From: Hector MacQueen

Subject: Third party contracts and small verbal differences

 

Interesting to compare this with two Scotch cases from the century before last (we've had third party rights for a little longer than the English) -

Rose Murison & Thomson v Wingate Birrell (1889) 16 R 1132. Held that creditors in obligations undertaken by an underwriter had a title to sue the guarantors of the underwriter's trade association, the guarantees in question providing only that "we [the guarantors] guarantee the liabilities arising on the account of JB [the underwriter] underwritten by us in his name."

Was this precedent cited to the English court, I wonder?

Contrast however

Henderson v Stubbs (1894) 22 R 51. One company purchased the business of another with the contract providing that the purchaser should pay the debts of the vendor.
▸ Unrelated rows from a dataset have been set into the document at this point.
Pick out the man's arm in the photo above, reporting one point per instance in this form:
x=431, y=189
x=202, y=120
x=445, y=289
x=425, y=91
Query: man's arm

Outcome contrasts with the Rose case above: held that this conferred no rights upon the vendor's creditors, since the arrangement was intended only for the benefit of the two contracting companies.

 

Hector

--
Hector L MacQueen
Professor of Private Law
Director, AHRC Research Centre Intellectual Property and Technology Law Edinburgh Law School University of Edinburgh Edinburgh EH8 9YL UK
Tel: (0)131-650-2060; Fax: (0)131-662-6317

 

Quoting Andrew Tettenborn:

What's the difference between discharging X's debts and paying off X's creditors? Quite a lot, at least according to the decision of the English CA in Avraamides v Colwill [2006] EWCA Civ 1533 on the interpretation of the Contracts (Rights of Third Parties) Act 1999.

A gets B Ltd to revamp his bathrooms. B Ltd botch the job and owe A a tidy sum in damages. B sells its bathroom-revamping business to C, C promising

(1) "to settle the current liabilities of the company ..."

and

(2) "to complete outstanding customer orders taking into account any deposits paid by customers as at 31 March 2003, and to pay in the normal course of time any liabilities properly incurred by the company as at 31 March 2003."

B being but, A sues C as third-party beneficiary. Held, the suit fails, since under s.1(3) of the Contracts (Rights of Third Parties) Act 1999), the third party

"... must be expressly identified in the contract by name, as a member of a class or as answering a particular description but need not be in existence when the contract is entered into."

Here, says the court, there's no express naming of the third party, and the word "express" means you can't infer who it might be from the wording or intent of the contract as a whole.

Had C agreed to "pay the current creditors of the company" A would presumably have won. As it is C must be thanking his lucky stars his lawyers chose to say "settle the current liabilities of the company," even though no doubt the lawyers thought it made no odds which way they put it.